Further recommendations for improving cloud cost optimizations
There are a few more items not discussed in this article that we highly recommend for improving cost optimizations:
- Set up cost monitoring: This is a great long-term solution to manage costs by creating budget thresholds and alerting teams when they are overspending. Be as granular as possible so that engineering teams can easily view which specific resource/s are causing the alert. Any monitoring solution like Datadog, Grafana or your organization’s existing observability stack can be leveraged for setting up cost management monitoring. Engage with your management and finance teams to understand the budget averages or thresholds that are appropriate for your team.
- Event-driven autoscaling: Albeit technical, extending your autoscaling mechanism to an event-driven manner would greatly save costs. For instance, you have a retail company which manages a website where users can shop items. There are instances where you can set up autoscaling when there are specific application metrics, such as number of users per hour, to increase your infrastructure capacity. Then, lower it down when the traffic is low. Scheduled or resource-based triggers can be quite limited in special cases. Tools like KEDA can be useful in this scenario if you are using kubernetes.
- Periodically review costs and increase visibility: In addition to cost monitoring, this can be introduced as a team process or within the engineering team as a whole to periodically review costs and whether they truly reflect activities. Cost reports should be readily available and visible to everyone to create accountability and transparency. This review can be done monthly or quarterly depending on your organization’s needs.
It can feel daunting to tackle cost savings, especially for larger organizations with a huge volume of cloud resources; but implementing changes gradually by enabling cost visibility reports, adjusting your infrastructure, and cultivating a cost-effective mindset can make a huge impact in reducing costs in the long run.
For cost visibility, there are various tools available such as GCP Billing, GCP Recommendations Hub and KubeCost. Similar offerings from other cloud providers can be utilized as well, depending on your cloud infrastructure setup. When adjusting your infrastructure, focus on top spending cloud services such as VMs, kubernetes resources and storage resources.
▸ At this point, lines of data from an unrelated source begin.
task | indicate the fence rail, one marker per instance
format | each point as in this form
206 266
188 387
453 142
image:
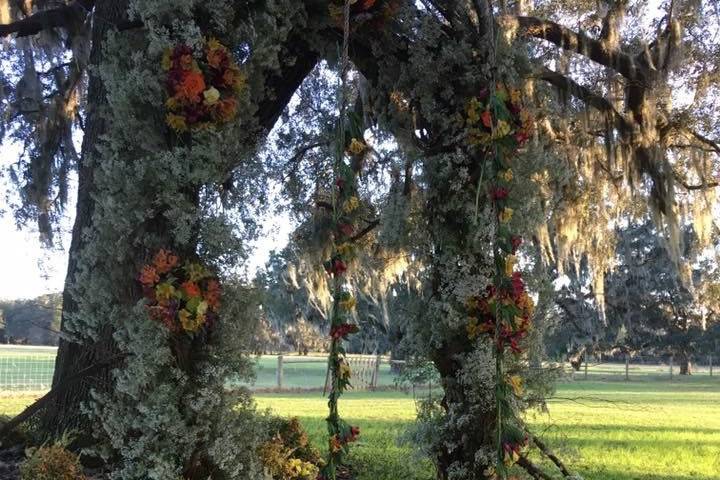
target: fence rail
27 369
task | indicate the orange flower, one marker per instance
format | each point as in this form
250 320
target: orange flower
191 289
486 117
164 261
192 85
186 62
148 276
335 444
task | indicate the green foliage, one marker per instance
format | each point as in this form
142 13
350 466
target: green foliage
288 454
34 322
52 462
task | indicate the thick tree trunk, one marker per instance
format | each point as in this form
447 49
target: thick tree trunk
64 411
63 414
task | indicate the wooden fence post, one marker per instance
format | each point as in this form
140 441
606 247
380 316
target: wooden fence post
627 367
376 373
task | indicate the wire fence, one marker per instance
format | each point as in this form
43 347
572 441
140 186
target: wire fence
28 370
25 369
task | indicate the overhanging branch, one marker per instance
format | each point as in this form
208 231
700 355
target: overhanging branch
584 94
580 43
66 16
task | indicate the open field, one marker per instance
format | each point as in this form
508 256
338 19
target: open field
645 429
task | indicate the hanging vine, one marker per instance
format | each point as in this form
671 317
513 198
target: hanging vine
498 126
345 204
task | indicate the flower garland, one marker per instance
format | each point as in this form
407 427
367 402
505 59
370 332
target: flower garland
185 297
345 209
202 90
498 125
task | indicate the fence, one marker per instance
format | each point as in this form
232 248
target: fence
295 372
636 370
26 369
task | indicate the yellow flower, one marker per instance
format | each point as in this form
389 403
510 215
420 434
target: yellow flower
356 146
164 291
511 457
348 304
516 383
176 122
166 60
211 96
185 319
505 215
509 265
351 204
502 129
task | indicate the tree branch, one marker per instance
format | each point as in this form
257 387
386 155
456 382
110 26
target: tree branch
368 228
580 43
62 17
553 458
532 469
584 94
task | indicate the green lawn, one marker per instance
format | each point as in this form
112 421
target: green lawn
650 428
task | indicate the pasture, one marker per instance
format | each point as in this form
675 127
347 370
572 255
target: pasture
652 427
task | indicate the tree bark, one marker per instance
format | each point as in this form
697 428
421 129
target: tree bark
64 412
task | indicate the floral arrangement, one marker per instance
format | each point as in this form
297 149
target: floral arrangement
497 126
345 210
288 455
202 89
185 297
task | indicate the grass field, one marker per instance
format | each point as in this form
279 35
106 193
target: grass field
650 428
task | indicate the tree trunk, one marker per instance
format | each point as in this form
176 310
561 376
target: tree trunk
63 413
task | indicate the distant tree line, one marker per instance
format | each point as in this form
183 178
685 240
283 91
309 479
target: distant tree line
31 321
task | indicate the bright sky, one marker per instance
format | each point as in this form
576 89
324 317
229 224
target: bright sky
30 270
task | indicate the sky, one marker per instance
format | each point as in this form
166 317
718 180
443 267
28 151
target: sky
30 270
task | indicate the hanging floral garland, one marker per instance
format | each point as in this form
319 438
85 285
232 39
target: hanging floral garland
202 89
498 125
184 297
345 209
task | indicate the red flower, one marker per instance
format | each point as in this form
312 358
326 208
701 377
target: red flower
515 242
336 267
486 118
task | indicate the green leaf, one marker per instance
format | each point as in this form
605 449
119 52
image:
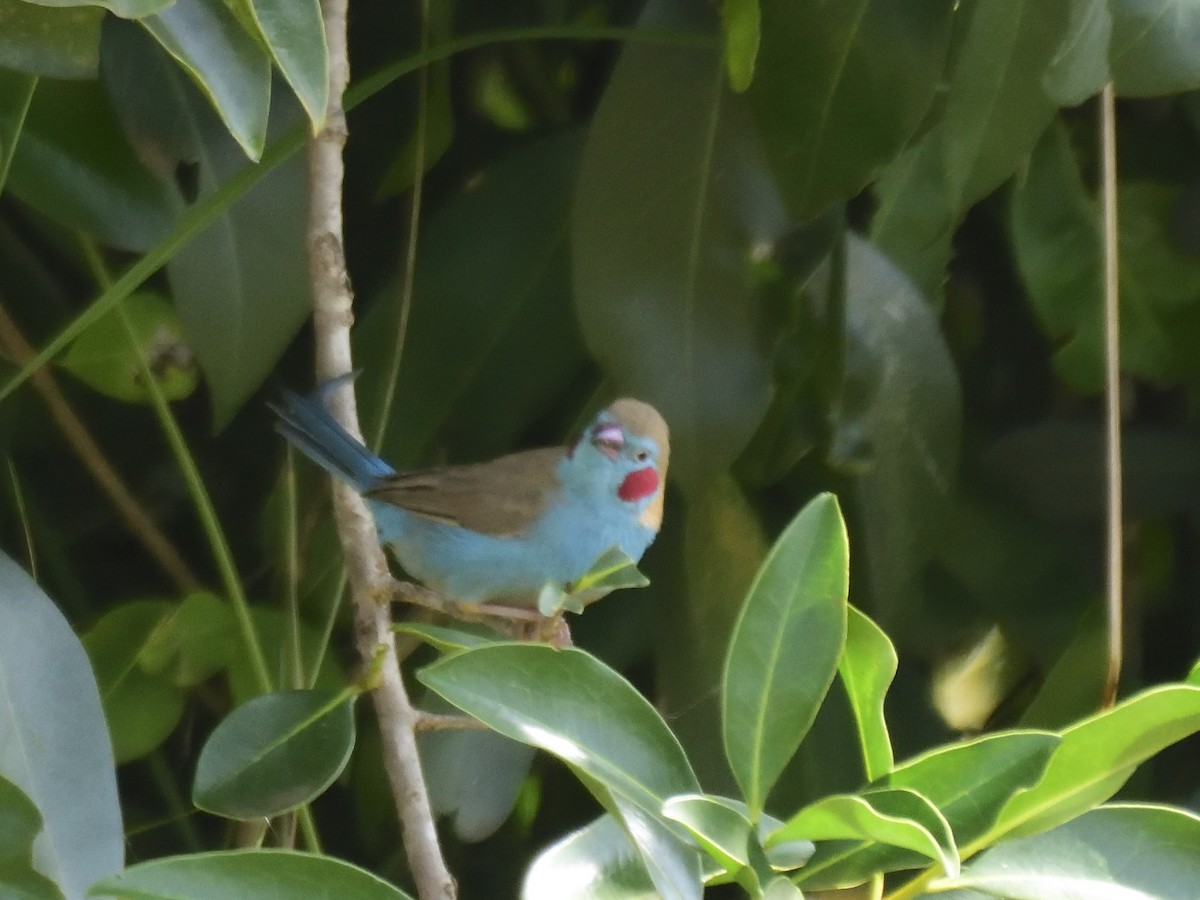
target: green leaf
141 706
294 34
51 42
55 748
841 88
125 9
462 636
73 165
263 874
19 826
995 111
226 64
673 208
195 641
1153 47
507 231
969 783
1057 244
275 753
785 648
597 861
867 667
1119 851
899 817
723 829
1098 755
573 706
742 27
106 360
897 426
239 317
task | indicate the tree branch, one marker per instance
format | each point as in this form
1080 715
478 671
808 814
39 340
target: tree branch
371 585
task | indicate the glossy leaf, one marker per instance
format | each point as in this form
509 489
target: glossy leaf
73 165
899 817
969 783
55 747
841 89
294 35
1119 851
192 642
462 636
897 426
785 648
552 699
268 874
273 754
226 64
1153 47
52 42
141 707
106 360
19 826
995 111
673 207
1098 755
597 861
867 667
492 287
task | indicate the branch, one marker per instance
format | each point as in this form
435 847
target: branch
371 585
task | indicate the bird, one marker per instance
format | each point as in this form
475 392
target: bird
499 532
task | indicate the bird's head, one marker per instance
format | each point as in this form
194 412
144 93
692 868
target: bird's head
624 451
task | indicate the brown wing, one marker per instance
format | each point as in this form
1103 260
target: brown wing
502 497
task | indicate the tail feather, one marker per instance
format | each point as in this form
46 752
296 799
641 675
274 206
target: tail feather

Lastly, it is equally important to cultivate a cost-effective mindset by communicating within the organization, properly reviewing new and existing tools and cloud services and being thorough with code reviews especially when provisioning infrastructure.
Additionally, setting up cost monitoring, event-driven autoscaling, and periodical cost reviews are recommended to improve the cost optimization process as a whole. Huge initiatives like this require collaboration and shared responsibility, but it is worth it—and so are the business benefits of being a cost-efficient organization.